I recently made a mini spectrometer using a CD. I have used that to measure the spectrum of the Sun, moon and various artificial light sources.

My question is how can I use it or modify it to measure the spectrum of stars


You'll need to amplify the light coming in. There are two classes of devices which do this: cameras and telescopes. You can understand them by analogy to your eye. A telescope works by having a very wide "pupil", letting more light in, but then using lenses to focus this light onto a smaller "retina" (which is in fact your pupil). A camera is slightly different: in these cases the pupil and lens configuration is already set up for you, but you control exposure time, which is how much time the "retina" collects information before we finalize the signal (in eyes, as an action potential along the ocular nerve to the brain; in real cameras, as an amount of light-sensitive chemical reaction happening in the film inside).

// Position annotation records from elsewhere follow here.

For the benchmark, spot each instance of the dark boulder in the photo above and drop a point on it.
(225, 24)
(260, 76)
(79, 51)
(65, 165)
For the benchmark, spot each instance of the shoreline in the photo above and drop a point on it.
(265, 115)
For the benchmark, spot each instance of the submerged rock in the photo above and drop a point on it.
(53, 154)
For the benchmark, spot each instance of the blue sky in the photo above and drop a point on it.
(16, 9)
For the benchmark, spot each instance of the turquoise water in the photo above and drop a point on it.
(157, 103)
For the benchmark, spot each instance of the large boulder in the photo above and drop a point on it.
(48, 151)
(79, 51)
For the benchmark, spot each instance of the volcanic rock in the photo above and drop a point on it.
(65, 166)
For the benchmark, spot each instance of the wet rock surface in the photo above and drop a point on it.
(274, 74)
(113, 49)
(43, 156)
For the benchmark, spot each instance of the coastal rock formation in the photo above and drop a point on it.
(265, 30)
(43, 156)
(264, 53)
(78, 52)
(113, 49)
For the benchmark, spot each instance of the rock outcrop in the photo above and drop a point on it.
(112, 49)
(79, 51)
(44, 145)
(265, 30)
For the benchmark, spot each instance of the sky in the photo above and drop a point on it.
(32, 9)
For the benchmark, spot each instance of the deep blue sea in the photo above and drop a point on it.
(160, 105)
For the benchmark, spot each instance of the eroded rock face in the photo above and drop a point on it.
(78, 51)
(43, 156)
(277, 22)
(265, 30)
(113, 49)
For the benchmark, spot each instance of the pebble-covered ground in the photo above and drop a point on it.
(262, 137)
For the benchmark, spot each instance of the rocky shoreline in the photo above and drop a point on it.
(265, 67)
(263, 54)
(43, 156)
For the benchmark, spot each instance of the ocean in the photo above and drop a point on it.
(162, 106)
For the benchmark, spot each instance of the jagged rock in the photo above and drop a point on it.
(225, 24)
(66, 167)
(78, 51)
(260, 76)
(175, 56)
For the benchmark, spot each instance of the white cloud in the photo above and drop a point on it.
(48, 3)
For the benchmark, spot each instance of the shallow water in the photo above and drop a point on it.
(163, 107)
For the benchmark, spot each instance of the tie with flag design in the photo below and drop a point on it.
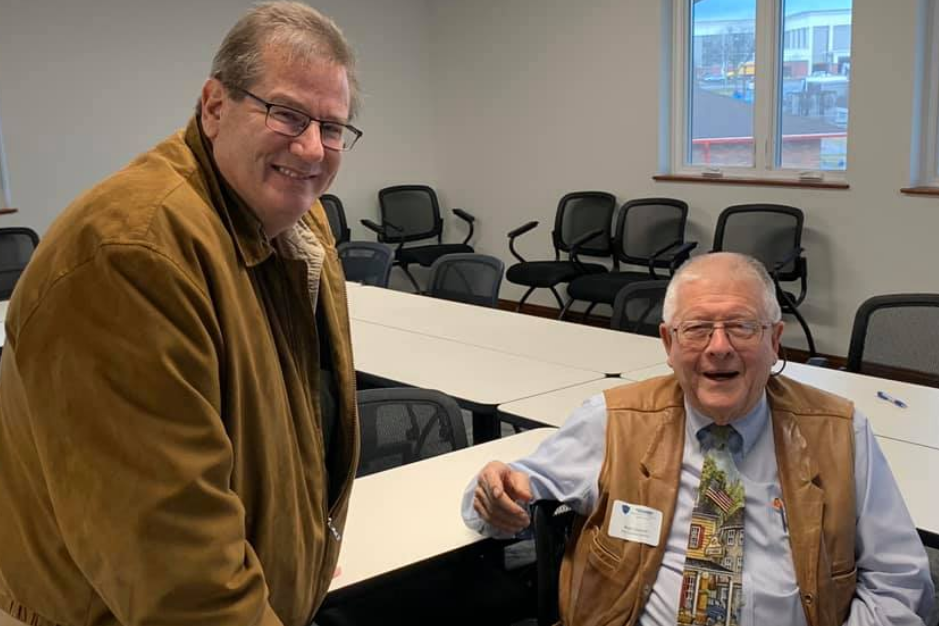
(711, 579)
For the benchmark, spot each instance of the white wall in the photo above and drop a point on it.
(540, 97)
(503, 105)
(85, 86)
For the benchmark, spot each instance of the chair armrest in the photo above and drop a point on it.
(469, 219)
(521, 230)
(576, 247)
(378, 230)
(515, 233)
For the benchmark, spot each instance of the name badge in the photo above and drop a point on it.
(634, 522)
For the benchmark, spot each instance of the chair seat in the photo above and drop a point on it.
(426, 255)
(548, 273)
(603, 287)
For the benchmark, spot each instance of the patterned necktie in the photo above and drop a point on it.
(711, 579)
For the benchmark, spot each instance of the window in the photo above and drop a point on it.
(762, 87)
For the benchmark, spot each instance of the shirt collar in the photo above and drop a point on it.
(246, 229)
(750, 426)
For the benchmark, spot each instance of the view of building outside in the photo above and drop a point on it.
(812, 93)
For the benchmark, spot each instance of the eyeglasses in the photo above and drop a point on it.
(290, 122)
(696, 334)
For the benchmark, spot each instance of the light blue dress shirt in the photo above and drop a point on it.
(894, 586)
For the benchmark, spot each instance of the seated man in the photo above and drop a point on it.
(721, 494)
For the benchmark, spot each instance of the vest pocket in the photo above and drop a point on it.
(843, 590)
(609, 571)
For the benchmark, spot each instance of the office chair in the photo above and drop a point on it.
(772, 234)
(403, 425)
(16, 248)
(333, 207)
(897, 331)
(366, 262)
(638, 307)
(582, 220)
(650, 233)
(552, 523)
(411, 213)
(469, 278)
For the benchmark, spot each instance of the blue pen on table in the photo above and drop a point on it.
(889, 398)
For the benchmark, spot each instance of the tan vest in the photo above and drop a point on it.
(606, 581)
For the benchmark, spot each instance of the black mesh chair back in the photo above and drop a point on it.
(638, 307)
(897, 332)
(582, 226)
(650, 234)
(333, 207)
(768, 232)
(16, 248)
(648, 225)
(771, 233)
(469, 278)
(413, 211)
(552, 524)
(366, 262)
(404, 425)
(580, 213)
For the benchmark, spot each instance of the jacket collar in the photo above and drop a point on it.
(246, 229)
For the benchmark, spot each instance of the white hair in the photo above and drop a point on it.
(738, 266)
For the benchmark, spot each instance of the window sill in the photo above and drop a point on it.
(920, 191)
(756, 182)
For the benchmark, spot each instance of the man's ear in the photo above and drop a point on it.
(212, 99)
(666, 335)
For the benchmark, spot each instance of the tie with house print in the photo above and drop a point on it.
(711, 579)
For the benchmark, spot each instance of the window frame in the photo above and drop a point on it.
(769, 39)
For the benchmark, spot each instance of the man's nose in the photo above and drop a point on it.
(719, 343)
(308, 145)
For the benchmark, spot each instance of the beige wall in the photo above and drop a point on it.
(540, 97)
(86, 85)
(504, 105)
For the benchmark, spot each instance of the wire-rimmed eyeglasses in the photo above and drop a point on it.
(291, 122)
(696, 334)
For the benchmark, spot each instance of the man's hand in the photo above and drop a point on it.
(499, 487)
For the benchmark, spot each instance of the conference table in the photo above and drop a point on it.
(607, 352)
(479, 378)
(418, 507)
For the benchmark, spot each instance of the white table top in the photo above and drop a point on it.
(917, 472)
(553, 409)
(382, 535)
(575, 345)
(918, 423)
(463, 371)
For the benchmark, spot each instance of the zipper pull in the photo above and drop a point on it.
(336, 534)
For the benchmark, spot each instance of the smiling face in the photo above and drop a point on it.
(278, 177)
(722, 380)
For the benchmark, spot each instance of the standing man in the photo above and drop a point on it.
(719, 494)
(178, 432)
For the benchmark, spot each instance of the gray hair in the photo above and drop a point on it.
(303, 32)
(738, 265)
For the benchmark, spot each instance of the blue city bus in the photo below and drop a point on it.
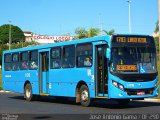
(120, 67)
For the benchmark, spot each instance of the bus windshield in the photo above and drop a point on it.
(130, 60)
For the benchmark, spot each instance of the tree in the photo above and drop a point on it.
(16, 34)
(93, 32)
(110, 32)
(81, 33)
(2, 48)
(157, 27)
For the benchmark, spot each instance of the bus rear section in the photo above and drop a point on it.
(133, 71)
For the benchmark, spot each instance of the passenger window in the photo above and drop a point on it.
(55, 58)
(15, 59)
(84, 55)
(33, 63)
(68, 56)
(24, 61)
(7, 62)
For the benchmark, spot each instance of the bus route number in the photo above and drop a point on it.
(27, 75)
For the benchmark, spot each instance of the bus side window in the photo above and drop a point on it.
(68, 56)
(33, 61)
(15, 59)
(24, 61)
(7, 62)
(55, 58)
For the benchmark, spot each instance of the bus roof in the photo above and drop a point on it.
(106, 38)
(45, 46)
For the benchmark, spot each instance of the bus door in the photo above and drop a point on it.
(43, 71)
(101, 71)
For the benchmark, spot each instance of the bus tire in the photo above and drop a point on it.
(85, 99)
(28, 92)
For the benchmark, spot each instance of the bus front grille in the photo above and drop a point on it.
(139, 91)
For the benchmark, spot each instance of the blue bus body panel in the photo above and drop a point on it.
(120, 94)
(63, 81)
(14, 81)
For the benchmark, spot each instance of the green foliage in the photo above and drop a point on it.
(16, 34)
(0, 79)
(83, 33)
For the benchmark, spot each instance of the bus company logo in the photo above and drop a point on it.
(8, 76)
(140, 85)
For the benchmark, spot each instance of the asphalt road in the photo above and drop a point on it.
(12, 103)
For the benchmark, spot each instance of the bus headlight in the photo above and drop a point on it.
(118, 85)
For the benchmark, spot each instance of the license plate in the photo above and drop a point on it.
(141, 93)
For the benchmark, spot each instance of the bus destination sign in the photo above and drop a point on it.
(131, 40)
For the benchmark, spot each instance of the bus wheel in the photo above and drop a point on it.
(28, 92)
(85, 96)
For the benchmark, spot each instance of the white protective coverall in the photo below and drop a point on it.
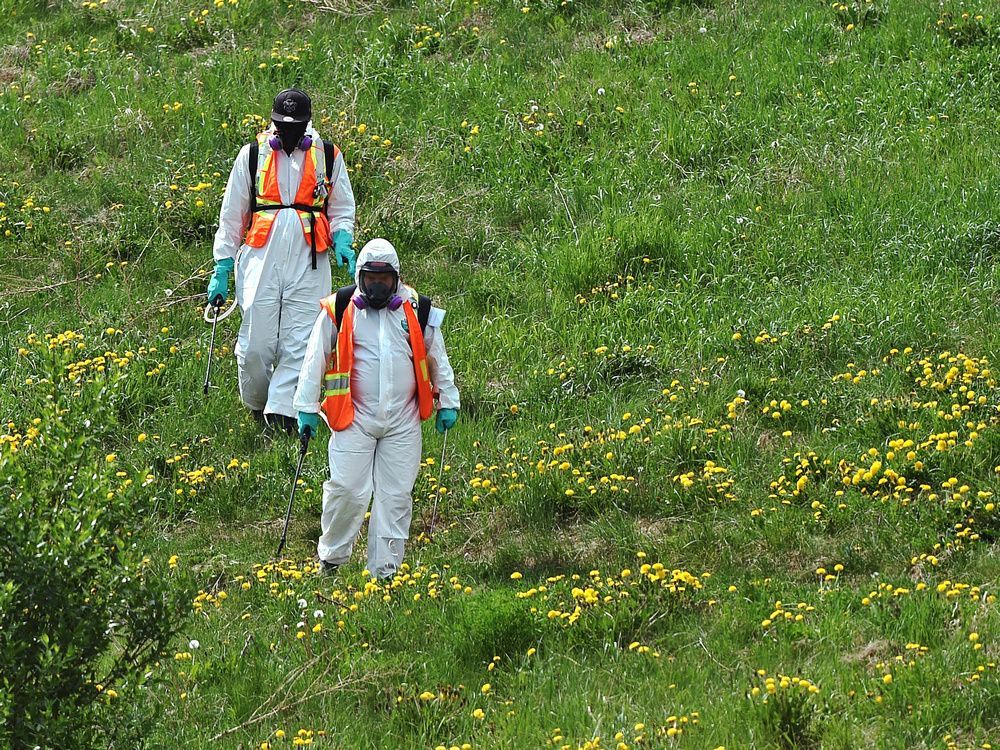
(276, 286)
(380, 451)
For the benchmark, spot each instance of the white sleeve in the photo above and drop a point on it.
(442, 376)
(309, 390)
(340, 207)
(235, 212)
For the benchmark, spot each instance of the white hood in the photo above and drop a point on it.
(378, 250)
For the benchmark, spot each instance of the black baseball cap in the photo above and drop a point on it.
(291, 105)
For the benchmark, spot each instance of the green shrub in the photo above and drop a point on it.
(82, 612)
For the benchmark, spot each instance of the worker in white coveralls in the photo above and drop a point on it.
(287, 201)
(378, 385)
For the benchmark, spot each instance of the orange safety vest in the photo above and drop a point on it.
(337, 404)
(310, 199)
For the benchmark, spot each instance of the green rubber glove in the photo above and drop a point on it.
(446, 419)
(342, 250)
(218, 286)
(310, 421)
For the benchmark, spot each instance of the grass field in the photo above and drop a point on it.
(722, 303)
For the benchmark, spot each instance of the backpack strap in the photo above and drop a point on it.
(344, 295)
(330, 156)
(423, 311)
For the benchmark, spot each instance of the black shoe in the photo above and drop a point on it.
(327, 568)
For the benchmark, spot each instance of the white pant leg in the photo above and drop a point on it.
(397, 462)
(346, 493)
(258, 294)
(302, 291)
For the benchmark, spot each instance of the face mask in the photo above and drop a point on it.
(291, 134)
(378, 294)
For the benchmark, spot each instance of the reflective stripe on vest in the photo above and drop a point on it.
(337, 403)
(309, 202)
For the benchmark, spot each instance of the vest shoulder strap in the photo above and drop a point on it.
(344, 295)
(423, 311)
(252, 168)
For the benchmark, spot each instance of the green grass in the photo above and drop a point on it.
(643, 181)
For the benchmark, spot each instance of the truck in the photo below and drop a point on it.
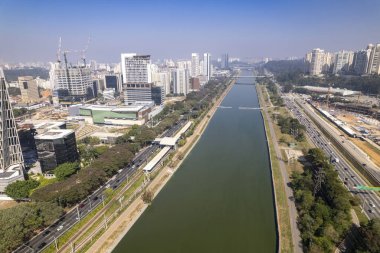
(335, 160)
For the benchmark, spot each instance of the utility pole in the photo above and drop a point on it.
(320, 177)
(56, 243)
(78, 213)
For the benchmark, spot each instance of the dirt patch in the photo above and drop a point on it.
(372, 152)
(4, 204)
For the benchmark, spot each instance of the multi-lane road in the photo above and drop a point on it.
(48, 236)
(370, 200)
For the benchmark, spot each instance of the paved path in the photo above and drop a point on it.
(117, 230)
(297, 243)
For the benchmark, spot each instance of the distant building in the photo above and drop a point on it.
(343, 62)
(225, 61)
(195, 68)
(55, 147)
(73, 84)
(11, 159)
(195, 84)
(112, 82)
(360, 62)
(137, 80)
(29, 89)
(207, 65)
(117, 115)
(320, 61)
(136, 68)
(374, 59)
(180, 81)
(143, 93)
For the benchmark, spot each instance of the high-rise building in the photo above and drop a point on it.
(374, 59)
(180, 81)
(225, 61)
(55, 147)
(320, 61)
(343, 61)
(136, 68)
(137, 80)
(29, 89)
(73, 83)
(145, 92)
(11, 159)
(360, 62)
(112, 82)
(207, 65)
(195, 70)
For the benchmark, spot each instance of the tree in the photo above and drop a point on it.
(65, 170)
(147, 196)
(21, 189)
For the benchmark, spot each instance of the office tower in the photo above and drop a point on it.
(195, 84)
(112, 82)
(56, 146)
(360, 62)
(374, 59)
(134, 93)
(207, 65)
(195, 70)
(180, 81)
(320, 61)
(73, 83)
(29, 89)
(343, 61)
(224, 63)
(137, 80)
(11, 159)
(136, 68)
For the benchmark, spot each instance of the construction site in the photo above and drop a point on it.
(357, 116)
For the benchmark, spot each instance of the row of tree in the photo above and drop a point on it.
(19, 223)
(293, 72)
(291, 126)
(322, 202)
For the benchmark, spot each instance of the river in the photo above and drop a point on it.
(221, 198)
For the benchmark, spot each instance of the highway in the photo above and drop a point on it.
(48, 235)
(359, 155)
(370, 200)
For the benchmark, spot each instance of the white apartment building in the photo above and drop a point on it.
(136, 68)
(180, 81)
(195, 68)
(343, 61)
(73, 81)
(374, 59)
(207, 65)
(29, 89)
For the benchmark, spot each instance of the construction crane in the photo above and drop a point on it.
(328, 96)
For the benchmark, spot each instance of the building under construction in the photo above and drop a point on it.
(72, 83)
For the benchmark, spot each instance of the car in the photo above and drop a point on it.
(42, 245)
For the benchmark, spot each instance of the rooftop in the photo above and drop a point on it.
(54, 134)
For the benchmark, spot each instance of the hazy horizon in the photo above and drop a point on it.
(174, 29)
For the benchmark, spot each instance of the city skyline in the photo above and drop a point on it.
(173, 29)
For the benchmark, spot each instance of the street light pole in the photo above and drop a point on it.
(78, 213)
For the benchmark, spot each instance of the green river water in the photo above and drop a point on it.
(221, 198)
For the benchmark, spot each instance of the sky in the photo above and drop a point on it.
(30, 30)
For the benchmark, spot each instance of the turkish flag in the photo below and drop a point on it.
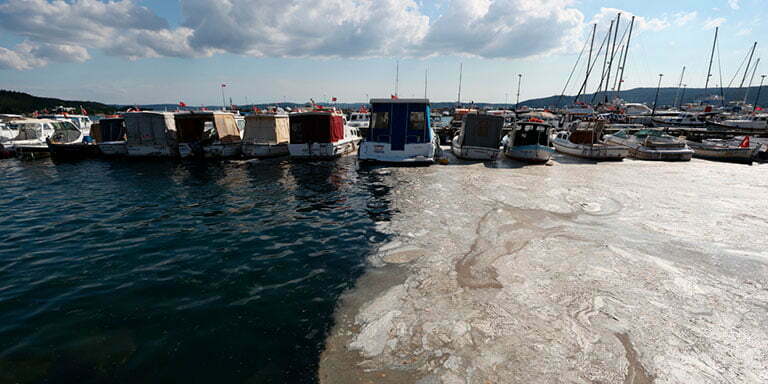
(744, 143)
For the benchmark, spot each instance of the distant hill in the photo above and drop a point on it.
(646, 95)
(21, 103)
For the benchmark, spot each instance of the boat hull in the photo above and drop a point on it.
(412, 153)
(724, 154)
(263, 151)
(530, 153)
(323, 150)
(468, 152)
(113, 148)
(591, 152)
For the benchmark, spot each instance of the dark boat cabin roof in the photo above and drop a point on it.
(400, 122)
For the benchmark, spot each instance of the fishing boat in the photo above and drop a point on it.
(725, 150)
(150, 134)
(110, 136)
(651, 144)
(587, 144)
(400, 132)
(69, 143)
(529, 141)
(266, 135)
(321, 133)
(479, 137)
(211, 134)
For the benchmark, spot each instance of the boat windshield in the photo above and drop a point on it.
(532, 134)
(27, 131)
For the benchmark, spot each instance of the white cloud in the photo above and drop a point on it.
(604, 17)
(712, 23)
(683, 18)
(65, 31)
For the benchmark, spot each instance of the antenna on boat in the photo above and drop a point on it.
(751, 79)
(679, 85)
(397, 78)
(461, 71)
(711, 58)
(626, 51)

You will probably want a mixture of these: You will probably want to use a telescope to amplify the light of the star and exclude other ones, and you will probably want to use a sheet of light-sensitive paper or an actual controllable camera with a long exposure time to see where the light comes out.

If you have access to a proper darkroom where you can expose film onto photographic paper and then develop and fix that paper, your device could simply be augmented by a pinhole camera made out of a Pringles can with photographic paper inserted directly. You'd of course have to calibrate it with some lasers if the paper was not color-sensitive.

Otherwise, you'll really want a digital camera that can have a long exposure time, mounted directly on the spectrometer. Just keep doubling the time until you can get results from dim objects, and you should be able to find something.


I've built several CD based spectrometers myself. The best resolution is obtained with a CD-RW because the data lines are much closer together than on a ordinary CD.

But evaluating the light from stars is seriously difficult because so very little light reaches the spectrometer because stars are so far away.

At the very least you'll need a good quality spectroscope (no chromatic aberration) on high magnification and with a tracking mechanism (to keep the star in sight over prolonged periods of time), some way of mounting the spectroscope on the eyepiece and a decent digital camera set to high light sensitivity and long exposure times.